While most herbs can be easily found fresh in the produce section of most larger supermarkets, in smaller towns and different regions they are not always easily accessed.  While the flavour of fresh herbs can't be beat, dried herbs are a great option for most recipes.  The key is storage.

Tips for Storing and Keeping Dried Herbs and Spices

  1. Keep the herbs and spices in sealed containers - the one it came in, or perhaps mason jars or even small plastic containers.  I use 250-ml (1 cup) storage containers, as they usually hold the entire contents of a bag of herbs found in the spice aisle of the grocery store.
  2. Do not keep open bags of herbs and spices - it's tempting to refill a purchased jar and keep the open bag (or perhaps even clipped shut) in the cupboard, but this is not a good idea.  The flavour will be compromised due to its exposure to the air and it will mingle with the aromas of other spices and herbs, so your cinnamon will taste slightly of garlic, while your thyme may have a hint of ginger.
  3. Label the spice jar, bag or container with the purchase date. 
  4. Dried herbs and spices should be kept for no longer than 6 months as they will begin to lose their flavour and intensity once opened.  Spices can turn rancid.
  5. If you haven't used a spice or herb within 3 months of buying it, it may be likely you won't ever use it.  Find out if a friend can use it or donate it to a soup kitchen, nursing home or even a school lunch program.  They may be able to use them quickly so they won't go to waste.
And these tips are a good rule of thumb for other baking ingredients such as baking powder and cream of tartar, as well as condiments such as hot sauce and mustard.  There are no food products with an unlimited shelf life.

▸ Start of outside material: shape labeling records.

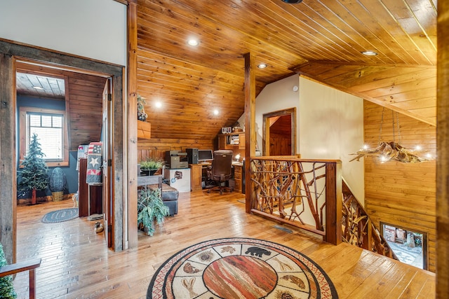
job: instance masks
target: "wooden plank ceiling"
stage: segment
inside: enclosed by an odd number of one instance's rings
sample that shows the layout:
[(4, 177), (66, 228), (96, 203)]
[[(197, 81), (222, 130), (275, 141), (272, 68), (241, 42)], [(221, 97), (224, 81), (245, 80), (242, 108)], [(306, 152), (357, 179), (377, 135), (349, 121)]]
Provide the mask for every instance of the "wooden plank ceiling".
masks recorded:
[(248, 52), (267, 65), (257, 92), (298, 73), (436, 123), (436, 0), (138, 0), (138, 26), (152, 138), (213, 139), (232, 125)]

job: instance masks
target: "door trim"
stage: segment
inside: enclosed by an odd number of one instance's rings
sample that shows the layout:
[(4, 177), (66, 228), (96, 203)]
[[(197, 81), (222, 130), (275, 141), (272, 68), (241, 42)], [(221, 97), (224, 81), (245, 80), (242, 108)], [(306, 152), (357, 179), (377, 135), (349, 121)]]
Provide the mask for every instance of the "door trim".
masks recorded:
[(264, 146), (262, 147), (262, 155), (269, 155), (269, 118), (288, 115), (290, 115), (291, 118), (291, 155), (296, 155), (296, 108), (293, 107), (269, 112), (263, 115), (262, 144)]

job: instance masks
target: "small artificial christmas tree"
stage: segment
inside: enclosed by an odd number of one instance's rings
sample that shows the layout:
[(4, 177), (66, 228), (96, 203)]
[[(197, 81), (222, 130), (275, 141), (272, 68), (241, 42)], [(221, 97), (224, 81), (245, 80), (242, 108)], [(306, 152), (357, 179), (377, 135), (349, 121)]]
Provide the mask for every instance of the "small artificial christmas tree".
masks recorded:
[(42, 157), (41, 144), (37, 141), (37, 135), (33, 134), (29, 148), (20, 166), (23, 167), (20, 172), (20, 181), (18, 184), (20, 191), (32, 191), (32, 204), (36, 204), (36, 191), (45, 190), (48, 185), (48, 169)]
[[(3, 246), (0, 244), (0, 267), (6, 265), (6, 258), (3, 251)], [(0, 298), (15, 298), (17, 294), (14, 291), (13, 286), (13, 277), (11, 275), (0, 277)]]

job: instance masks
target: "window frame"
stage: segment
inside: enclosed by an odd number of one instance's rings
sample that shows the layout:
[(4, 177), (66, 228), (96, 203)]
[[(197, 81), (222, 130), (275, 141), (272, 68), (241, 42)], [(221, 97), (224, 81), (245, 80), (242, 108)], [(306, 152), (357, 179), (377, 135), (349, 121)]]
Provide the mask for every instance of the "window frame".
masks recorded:
[(20, 134), (20, 162), (22, 162), (27, 153), (27, 113), (41, 113), (41, 114), (58, 114), (62, 115), (62, 134), (63, 134), (63, 148), (62, 157), (61, 160), (55, 160), (54, 159), (48, 160), (43, 157), (47, 167), (54, 167), (58, 166), (69, 166), (69, 137), (67, 113), (65, 110), (49, 109), (38, 107), (26, 107), (20, 108), (19, 116), (19, 134)]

If trying a new herb or spice, consider buying a small quantity from the bulk aisle of a very busy supermarket (to ensure it turns over frequently) or a spice shop (often found in larger centres).  Buying only a couple of teaspoons will cost pennies and allow you to "try before you buy."


A last note - don't be fooled into buying a warehouse size container or bag of an herb or spice because it's "a better value".  If you rarely use the spice or decide you don't like it anymore and end up throwing most of it away, it wasn't a"value."  With the 6-month rule in mind, and how often you realistically plan to use the herb or spice, buy only the amount you will likely use.